E i cardinali dovrebbero tacere? E i vescovi? E tutti i fedeli? Qui si annuncia un cambiamento anche nella concezione della Chiesa e si fa finta di nulla? È evidente che siamo ben oltre una questione personale contro il cardinale Zen: l’eliminazione di Zen dalla scena è funzionale a stravolgimenti dell’intera Chiesa. Non è possibile tacere: è dovere di tutti chiedere a gran voce che il contenuto dell’Accordo con la Cina venga rivelato.

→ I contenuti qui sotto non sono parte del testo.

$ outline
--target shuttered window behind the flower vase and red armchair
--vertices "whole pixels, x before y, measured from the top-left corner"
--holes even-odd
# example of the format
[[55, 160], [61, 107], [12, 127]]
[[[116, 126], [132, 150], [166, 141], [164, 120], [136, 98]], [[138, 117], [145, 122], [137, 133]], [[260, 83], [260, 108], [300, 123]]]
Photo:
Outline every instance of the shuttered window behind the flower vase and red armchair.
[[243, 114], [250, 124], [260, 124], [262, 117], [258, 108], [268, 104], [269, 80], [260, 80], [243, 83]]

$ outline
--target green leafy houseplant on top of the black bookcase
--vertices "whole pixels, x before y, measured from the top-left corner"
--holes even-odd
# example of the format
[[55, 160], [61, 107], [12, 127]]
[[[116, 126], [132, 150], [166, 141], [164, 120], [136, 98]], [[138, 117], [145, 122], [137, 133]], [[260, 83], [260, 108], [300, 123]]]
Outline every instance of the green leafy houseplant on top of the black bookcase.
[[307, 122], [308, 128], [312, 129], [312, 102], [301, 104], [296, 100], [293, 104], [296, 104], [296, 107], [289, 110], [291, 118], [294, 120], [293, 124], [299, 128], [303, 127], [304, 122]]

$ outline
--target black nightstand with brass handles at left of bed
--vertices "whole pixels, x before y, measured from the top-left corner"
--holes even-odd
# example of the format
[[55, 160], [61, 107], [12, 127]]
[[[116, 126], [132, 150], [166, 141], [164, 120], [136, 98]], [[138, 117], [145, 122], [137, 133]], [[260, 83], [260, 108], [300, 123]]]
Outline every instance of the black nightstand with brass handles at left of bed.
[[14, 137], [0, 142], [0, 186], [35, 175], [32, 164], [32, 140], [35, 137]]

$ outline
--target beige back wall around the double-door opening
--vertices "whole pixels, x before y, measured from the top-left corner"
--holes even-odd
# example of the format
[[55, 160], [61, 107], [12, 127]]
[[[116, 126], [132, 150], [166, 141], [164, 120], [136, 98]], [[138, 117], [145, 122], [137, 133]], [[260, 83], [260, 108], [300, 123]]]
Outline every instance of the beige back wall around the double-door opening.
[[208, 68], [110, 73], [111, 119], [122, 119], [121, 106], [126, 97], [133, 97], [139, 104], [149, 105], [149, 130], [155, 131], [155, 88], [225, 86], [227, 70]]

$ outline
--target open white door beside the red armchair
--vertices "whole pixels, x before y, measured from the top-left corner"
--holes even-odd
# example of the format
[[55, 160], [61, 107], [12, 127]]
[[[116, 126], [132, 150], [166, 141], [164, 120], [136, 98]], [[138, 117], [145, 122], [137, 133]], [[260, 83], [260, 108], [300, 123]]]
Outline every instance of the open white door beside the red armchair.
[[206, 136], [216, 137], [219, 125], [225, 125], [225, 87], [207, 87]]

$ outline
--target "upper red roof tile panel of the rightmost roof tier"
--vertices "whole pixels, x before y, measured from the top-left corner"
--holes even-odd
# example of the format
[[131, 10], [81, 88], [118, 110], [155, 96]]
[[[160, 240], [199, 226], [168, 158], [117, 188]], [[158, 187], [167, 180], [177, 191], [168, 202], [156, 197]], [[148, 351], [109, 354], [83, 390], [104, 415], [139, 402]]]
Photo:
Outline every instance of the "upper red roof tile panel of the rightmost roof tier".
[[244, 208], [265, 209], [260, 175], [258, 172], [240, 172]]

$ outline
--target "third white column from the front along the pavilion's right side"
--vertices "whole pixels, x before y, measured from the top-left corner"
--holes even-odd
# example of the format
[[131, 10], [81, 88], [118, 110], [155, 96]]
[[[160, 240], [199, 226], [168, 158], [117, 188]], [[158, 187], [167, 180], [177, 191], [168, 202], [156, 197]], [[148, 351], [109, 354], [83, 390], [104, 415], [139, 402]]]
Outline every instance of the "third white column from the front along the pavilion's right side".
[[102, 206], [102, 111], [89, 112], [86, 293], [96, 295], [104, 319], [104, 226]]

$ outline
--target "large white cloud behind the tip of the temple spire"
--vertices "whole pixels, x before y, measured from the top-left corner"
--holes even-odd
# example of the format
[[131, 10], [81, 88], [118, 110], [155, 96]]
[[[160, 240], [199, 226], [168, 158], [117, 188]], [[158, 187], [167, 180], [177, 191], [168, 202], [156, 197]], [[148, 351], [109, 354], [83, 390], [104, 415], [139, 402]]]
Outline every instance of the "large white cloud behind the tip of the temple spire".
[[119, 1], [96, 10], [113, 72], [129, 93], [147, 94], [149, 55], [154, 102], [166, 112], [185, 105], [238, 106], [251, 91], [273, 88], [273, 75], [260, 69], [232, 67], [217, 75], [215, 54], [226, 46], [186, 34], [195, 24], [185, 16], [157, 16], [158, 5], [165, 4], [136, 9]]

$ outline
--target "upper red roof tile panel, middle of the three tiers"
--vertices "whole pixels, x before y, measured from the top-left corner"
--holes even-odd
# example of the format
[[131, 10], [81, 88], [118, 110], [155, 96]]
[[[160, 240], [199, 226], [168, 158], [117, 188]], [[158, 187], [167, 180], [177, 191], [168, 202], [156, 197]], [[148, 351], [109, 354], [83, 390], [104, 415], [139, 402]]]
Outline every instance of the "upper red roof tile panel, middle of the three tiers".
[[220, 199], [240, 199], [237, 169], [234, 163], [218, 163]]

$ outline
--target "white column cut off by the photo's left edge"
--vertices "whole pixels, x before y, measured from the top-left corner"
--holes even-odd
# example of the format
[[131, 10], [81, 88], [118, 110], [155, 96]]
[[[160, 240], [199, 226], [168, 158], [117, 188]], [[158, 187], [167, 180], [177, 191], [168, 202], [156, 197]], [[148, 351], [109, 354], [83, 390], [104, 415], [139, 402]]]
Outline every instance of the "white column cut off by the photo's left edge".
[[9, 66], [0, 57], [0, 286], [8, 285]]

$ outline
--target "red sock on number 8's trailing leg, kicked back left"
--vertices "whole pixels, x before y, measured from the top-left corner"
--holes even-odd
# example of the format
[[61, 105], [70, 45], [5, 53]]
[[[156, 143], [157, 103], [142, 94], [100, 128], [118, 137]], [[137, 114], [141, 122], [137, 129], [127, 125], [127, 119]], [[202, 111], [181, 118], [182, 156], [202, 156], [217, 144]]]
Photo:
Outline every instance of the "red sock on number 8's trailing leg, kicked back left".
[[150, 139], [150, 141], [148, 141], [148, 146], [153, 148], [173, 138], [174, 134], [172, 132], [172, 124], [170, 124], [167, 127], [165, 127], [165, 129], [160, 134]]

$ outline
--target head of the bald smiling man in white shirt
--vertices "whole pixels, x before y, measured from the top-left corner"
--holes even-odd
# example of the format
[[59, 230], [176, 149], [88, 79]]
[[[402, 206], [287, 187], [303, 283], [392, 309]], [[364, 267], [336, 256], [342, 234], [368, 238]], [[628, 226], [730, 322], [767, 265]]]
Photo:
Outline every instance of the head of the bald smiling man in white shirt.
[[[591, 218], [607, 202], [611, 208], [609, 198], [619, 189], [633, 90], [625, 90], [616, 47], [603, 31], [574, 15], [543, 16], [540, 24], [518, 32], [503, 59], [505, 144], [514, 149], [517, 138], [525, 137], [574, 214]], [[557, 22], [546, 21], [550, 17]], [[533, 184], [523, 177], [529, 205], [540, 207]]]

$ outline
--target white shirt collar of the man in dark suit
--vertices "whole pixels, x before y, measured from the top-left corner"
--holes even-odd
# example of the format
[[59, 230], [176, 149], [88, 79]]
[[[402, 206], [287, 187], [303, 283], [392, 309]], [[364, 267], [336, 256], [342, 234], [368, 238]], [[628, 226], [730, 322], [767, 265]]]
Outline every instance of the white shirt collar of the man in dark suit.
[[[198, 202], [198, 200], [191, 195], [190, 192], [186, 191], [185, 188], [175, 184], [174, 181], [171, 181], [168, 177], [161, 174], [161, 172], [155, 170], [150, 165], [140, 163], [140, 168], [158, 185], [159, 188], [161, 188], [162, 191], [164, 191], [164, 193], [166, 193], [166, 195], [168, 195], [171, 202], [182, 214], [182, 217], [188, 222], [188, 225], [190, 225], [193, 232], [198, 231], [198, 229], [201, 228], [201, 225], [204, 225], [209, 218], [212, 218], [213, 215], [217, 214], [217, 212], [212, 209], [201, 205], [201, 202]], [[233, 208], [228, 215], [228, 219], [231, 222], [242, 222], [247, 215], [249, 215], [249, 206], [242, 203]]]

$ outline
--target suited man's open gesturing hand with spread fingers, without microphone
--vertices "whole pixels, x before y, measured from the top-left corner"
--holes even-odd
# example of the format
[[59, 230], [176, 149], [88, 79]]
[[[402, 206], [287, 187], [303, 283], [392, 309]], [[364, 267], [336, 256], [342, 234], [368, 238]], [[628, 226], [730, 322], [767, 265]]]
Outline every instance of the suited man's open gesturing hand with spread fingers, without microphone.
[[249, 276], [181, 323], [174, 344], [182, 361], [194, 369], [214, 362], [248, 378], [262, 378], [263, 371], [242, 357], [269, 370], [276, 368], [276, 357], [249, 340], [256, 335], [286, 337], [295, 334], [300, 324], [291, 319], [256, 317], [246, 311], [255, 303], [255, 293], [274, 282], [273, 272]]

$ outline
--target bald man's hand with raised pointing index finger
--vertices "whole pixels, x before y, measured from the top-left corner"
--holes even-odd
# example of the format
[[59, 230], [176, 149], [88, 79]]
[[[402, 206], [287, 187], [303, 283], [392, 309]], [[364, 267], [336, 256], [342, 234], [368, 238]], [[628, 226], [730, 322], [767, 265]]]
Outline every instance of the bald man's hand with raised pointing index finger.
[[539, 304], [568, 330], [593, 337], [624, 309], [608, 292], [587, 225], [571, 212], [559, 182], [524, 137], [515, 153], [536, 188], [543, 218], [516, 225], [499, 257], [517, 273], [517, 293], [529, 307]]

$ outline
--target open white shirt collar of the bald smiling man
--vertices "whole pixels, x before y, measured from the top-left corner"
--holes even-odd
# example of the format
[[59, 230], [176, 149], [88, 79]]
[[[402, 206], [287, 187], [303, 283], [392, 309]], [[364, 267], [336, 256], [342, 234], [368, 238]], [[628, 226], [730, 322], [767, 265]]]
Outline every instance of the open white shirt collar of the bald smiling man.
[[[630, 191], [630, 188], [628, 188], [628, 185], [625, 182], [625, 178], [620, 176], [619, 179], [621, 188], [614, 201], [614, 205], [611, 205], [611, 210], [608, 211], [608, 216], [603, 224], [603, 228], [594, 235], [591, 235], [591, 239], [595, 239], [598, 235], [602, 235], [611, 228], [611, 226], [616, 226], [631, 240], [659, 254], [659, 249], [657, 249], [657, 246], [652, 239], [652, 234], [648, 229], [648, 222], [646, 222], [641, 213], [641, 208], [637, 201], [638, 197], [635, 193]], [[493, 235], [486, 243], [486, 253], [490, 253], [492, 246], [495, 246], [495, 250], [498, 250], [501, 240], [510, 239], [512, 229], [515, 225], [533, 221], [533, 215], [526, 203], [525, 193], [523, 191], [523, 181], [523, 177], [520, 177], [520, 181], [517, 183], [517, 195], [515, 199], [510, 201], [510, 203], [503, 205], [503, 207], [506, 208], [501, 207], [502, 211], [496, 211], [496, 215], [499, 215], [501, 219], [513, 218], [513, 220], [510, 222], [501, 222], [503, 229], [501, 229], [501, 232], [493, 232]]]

Peraltro quali sarebbero questi cambiamenti dottrinali? Il cardinale Re non lo spiega chiaramente, ma certo riguardano almeno le Chiese nazionali. E qui emerge ancora più precisa la radicale differenza tra questo pontificato e quello di Benedetto XVI. Si può pensare che la possibile legittimazione delle “Chiese indipendenti” sia una evoluzione nei poteri attribuiti alle Conferenze episcopali nazionali, che papa Francesco vorrebbe incrementare. Lo ha detto esplicitamente nella Evangelii Gaudium (2013) quando auspica «uno statuto delle Conferenze episcopali che le concepisca come soggetti di attribuzione concrete, includendo anche qualche autentica autorità dottrinale» (no. 32).

Si tratta di una concezione opposta a quella di san Giovanni Paolo II e Benedetto XVI. Il primo, nel Motu Proprio Apostolos Suos del 1998 riguardante proprio «la natura teologica e giuridica delle conferenze episcopali», vuole evitare che le conferenze episcopali emettano dichiarazioni dottrinali in contrasto tra loro e con il magistero universale della Chiesa; o che si creino separazioni tra Chiese nazionali e Roma.

Il secondo, quando era ancora cardinale, ebbe a chiarire nel famoso libro-intervista con Vittorio Messori “Rapporto sulla fede” (1985), che «non dobbiamo dimenticare che le conferenze episcopali non hanno una base teologica, non fanno parte della struttura ineliminabile della Chiesa così come è voluta da Cristo; hanno soltanto una funzione pratica, concreta».

Qualunque sia il significato della legittimazione delle Chiese indipendenti siamo dunque di fronte a concezioni diametralmente opposte, che richiedono un immediato chiarimento. A partire proprio dalla rivelazione del contenuto dell’Accordo.